Truly hearing our children is a skill we continually strive to master. By nature, we are problem-solvers, practical, hands on, “we’ve got the answer to this” kind of people. This can be really helpful but can also be a real hinderance to our children.

We have had to learn to sit alongside them in their thoughts and feelings. Align ourselves with their cause, hear their hearts, read their language when there are no words and wait in the silence, especially when we cannot shift or change their situations. In lockdown they have each had their own worries. A lot have been unfounded, but our motto is “if it bothers our child, it bothers us.”


Small wins

Just before lockdown started, we decided to record the small wins within our family. Times were very challenging for us; we were aware there were good things going on, but these were being overshadowed by some of the more threatening situations. As we began to write down these small wins, we began to realise, on a daily basis, just how amazing our children are.

For example, our 10-year-old son, Nathan, took a bag of crisps to our 14-year-old, Imogen and came bounding back saying, “Immy told me she loved me!” Our hearts were warmed by this unexpected interaction.

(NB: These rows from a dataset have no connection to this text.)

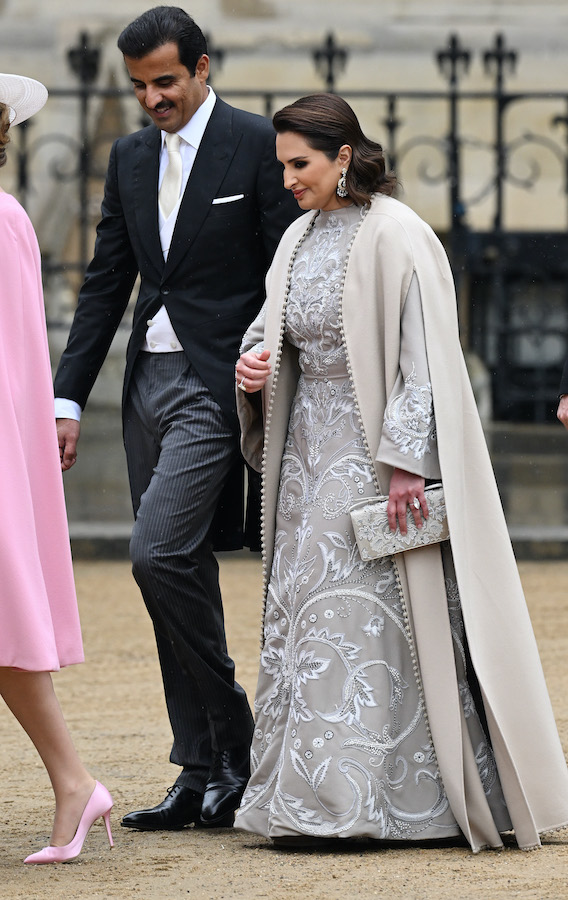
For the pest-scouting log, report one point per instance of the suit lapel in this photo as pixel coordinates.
(145, 176)
(213, 158)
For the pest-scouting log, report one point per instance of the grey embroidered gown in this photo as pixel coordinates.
(341, 745)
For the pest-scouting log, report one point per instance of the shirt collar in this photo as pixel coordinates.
(192, 132)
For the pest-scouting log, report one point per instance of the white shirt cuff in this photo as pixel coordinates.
(67, 409)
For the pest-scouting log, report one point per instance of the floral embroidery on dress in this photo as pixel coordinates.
(409, 418)
(341, 744)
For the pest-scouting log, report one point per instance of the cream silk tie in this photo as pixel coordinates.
(171, 182)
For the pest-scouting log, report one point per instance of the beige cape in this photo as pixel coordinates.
(391, 245)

Perhaps for other families this is normal but for us this is a rare experience and we relish the positivity. Appreciating all, even tiny forward motion is incredibly rewarding.

Stay in your lane

Parent blaming and shaming seems rife in our society and leaves a constant pressure to all of us to “keep up with the crowd.” Parents on social media parading each and every one of the never-ending stream of activities they are managing to do with their children can make others feel real failures. We all take this curse of comparison on board either consciously or not’.

The difference with our children is that having been excluded from the chance to fit in at school they have been forced to carve their own path. Ultimately, this is an advantage, each goes at their own pace on their own path. Their successes are measurable against where they have come from, not against anybody else. In our world they are absolute overcomers, they are totally successful. As parents we have also learned to walk our own path. Comparisons are futile.

Mental health

The most important aspect of our children’s health is their mental health. Above all. If mental health goes down, then everything goes down. We have often asked ourselves if the mental health struggles our children have faced are caused by their diagnosis or by school/societal experiences.

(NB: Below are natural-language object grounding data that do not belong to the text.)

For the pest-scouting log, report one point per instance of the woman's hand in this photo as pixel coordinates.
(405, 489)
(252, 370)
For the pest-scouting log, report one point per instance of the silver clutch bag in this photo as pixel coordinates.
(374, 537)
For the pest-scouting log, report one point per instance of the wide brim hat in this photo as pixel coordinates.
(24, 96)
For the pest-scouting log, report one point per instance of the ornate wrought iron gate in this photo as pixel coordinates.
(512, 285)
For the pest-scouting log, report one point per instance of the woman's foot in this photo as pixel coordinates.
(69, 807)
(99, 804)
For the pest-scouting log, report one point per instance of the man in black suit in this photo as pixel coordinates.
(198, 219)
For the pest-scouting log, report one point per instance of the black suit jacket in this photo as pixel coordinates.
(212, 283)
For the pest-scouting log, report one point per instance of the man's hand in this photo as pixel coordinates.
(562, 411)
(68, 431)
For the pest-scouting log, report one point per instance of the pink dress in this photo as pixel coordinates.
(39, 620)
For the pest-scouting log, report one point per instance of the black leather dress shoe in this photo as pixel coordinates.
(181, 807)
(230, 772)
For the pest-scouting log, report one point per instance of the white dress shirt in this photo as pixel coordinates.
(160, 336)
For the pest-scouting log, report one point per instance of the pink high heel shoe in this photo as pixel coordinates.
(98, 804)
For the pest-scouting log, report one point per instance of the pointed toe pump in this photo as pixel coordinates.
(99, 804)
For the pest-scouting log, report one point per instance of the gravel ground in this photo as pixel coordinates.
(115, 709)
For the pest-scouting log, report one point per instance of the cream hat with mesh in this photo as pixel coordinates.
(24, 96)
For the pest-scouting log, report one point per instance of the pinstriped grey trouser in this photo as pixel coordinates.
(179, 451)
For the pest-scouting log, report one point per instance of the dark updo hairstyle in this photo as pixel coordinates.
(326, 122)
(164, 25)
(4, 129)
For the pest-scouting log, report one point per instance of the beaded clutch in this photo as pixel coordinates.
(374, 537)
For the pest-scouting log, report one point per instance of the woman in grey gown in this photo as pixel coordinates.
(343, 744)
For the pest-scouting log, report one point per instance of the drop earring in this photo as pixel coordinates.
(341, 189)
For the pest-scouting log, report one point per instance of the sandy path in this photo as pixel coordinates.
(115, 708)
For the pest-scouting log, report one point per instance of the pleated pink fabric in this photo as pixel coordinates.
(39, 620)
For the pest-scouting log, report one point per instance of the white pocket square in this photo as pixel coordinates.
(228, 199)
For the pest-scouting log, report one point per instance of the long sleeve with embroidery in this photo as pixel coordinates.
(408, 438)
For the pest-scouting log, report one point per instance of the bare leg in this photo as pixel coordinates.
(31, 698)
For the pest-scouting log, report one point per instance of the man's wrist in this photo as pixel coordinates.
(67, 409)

The cruelty of school rejection and bullying would be overwhelming for an adult let alone a developing child. Not fitting in and not being accepted for who we are and as we are can have catastrophic consequences to our mental health. We need to work together to create a kinder society. A society where one’s unique identity is not simply tolerated but positively celebrated.

Lockdown has given us all a chance to assess our lives: To think about the world we want to live in and the things we are able to change. Our family has actually really enjoyed lockdown, we have been unified, supported one another in the struggles, eaten together, laughed together, debated, played, walked and argued a bit too.

It has been great not to have to face the world’s rejection and judgement. It has been great to bask in an atmosphere of acceptance and watch our children flourish in this environment.

Our challenge will probably be how we navigate moving back into the world. How we transition from a tight group of people who “get” each other to a broader, less accepting world. As SEN parents we will continue to prepare our children for the world and attempt to prepare the world for our children.